06.07.2014 – BasNews, Russia – Last month Viktor Militarev, Vice President of the National Strategy Institute writing for the pro-government newspaper Izvestiya called on Russia to strengthen relations with Kurds and Christians as natural allies against radical Islamic movements, despite Russia’s fears of a divided Iraq.

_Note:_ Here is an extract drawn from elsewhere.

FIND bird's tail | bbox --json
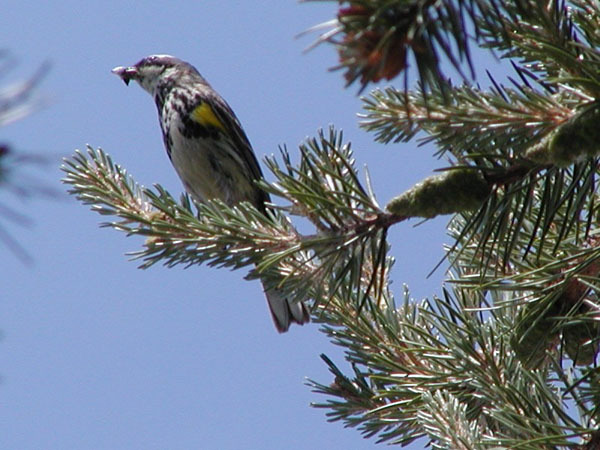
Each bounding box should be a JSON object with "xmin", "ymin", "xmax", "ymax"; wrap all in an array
[{"xmin": 265, "ymin": 289, "xmax": 310, "ymax": 333}]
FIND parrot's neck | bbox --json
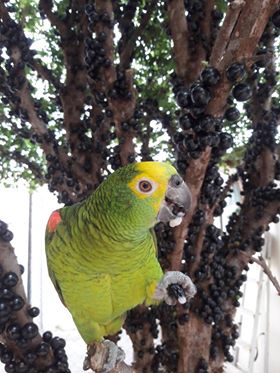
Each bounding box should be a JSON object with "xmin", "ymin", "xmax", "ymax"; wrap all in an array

“The successes of our diplomacy in the Middle East, when we are managing to maintain friendly relations with Syria and Iran on the one hand and with Israel on the other, testify to this. But despite the successes of our diplomacy, it would be useful for us to expand the number of our allies in the Middle East. Meaning primarily Christians and Kurds,” he wrote. Militarev also mentioned democracy: “The armed Salafi rebellion in Iraq, which is a continuation of the same rebellion in Syria, reminded me of the words of an Iraqi friend of mine. My friend – a Barzani-ite Iraqi Kurd – told me at that time: ’You know, our Arab countrymen are considerably less capable than we Kurds, it seems, of a democratic transition.’

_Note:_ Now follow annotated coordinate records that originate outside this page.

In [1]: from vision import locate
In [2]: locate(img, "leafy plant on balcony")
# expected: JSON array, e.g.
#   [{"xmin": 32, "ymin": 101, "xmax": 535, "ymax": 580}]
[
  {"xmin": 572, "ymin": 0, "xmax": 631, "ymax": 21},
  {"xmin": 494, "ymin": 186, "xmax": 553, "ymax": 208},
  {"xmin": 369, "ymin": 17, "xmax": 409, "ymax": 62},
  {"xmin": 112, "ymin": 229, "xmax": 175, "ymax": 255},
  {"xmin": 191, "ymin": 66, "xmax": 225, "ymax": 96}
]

Militarve praised the democracy in Kurdistan under the authority of president Massoud Barzani. “It is flourishing under the authority of the Barzani-ite social democrats. But it is by no means only a question of economic growth and social justice in Iraqi Kurdistan. It is not even a question of fair democratic elections. Aside from all else, religious tolerance and political tolerance are predominant in free Kurdistan.”
The Russian journalist suggested that although Kurds are Sunni Muslim like Arabs, they do not suffer from the same religious fanaticism. “Religious minorities – the Yazidi Kurds, Assyrian Christians, Jews, and Armenians – on the other hand, enjoy the fullness of political rights. The Kurds are, further, proud that the Assyrians, they say, love to sing their songs in Kurdish.”
The writer suggests that while in the past Syria had problems with the Kurds, they now support the Syrian regime in conflict with the Salafi rebellion, and suggest the main enemies of Russia are Saudi Arabia, Pakistan, and Qatar that back the Salafi movement.
“The Kurds are a new dynamic power centre in the Middle East. They have long wanted to have close relations with Russia. But, unfortunately, we have not for many years responded with reciprocity. A fear of ’separatism’ can clearly be traced behind this coldness of Russian diplomacy towards the Kurds.”
He pointed out that Russia should better understand the national feelings of Armenia and the Kurds. “Today, when we have experienced the joy of the reunification of Russia and Crimea, we should have a far better understanding of the feelings of the Armenians wishing for the reunification of Armenia and Karabakh-Artsakh and the feelings of the Kurds wishing to acquire, finally, their own national state.” In a speech last Thursday in the Kremlin at the Inter-National Relations Council, Vladimir Putin, the Russian president said that national histories, cultures, and traditions should not be neglected, otherwise another Libya or Iraq will happen. ’The imposing of cliches, including cultural, educational and political, the neglect of history and traditions of certain nations – all this leads to grave consequences. And the examples of Iraq, the Iraqi Kurdistan, and Libya and several other countries are the best evidence,’ Putin said, reported Russian Interfax agency.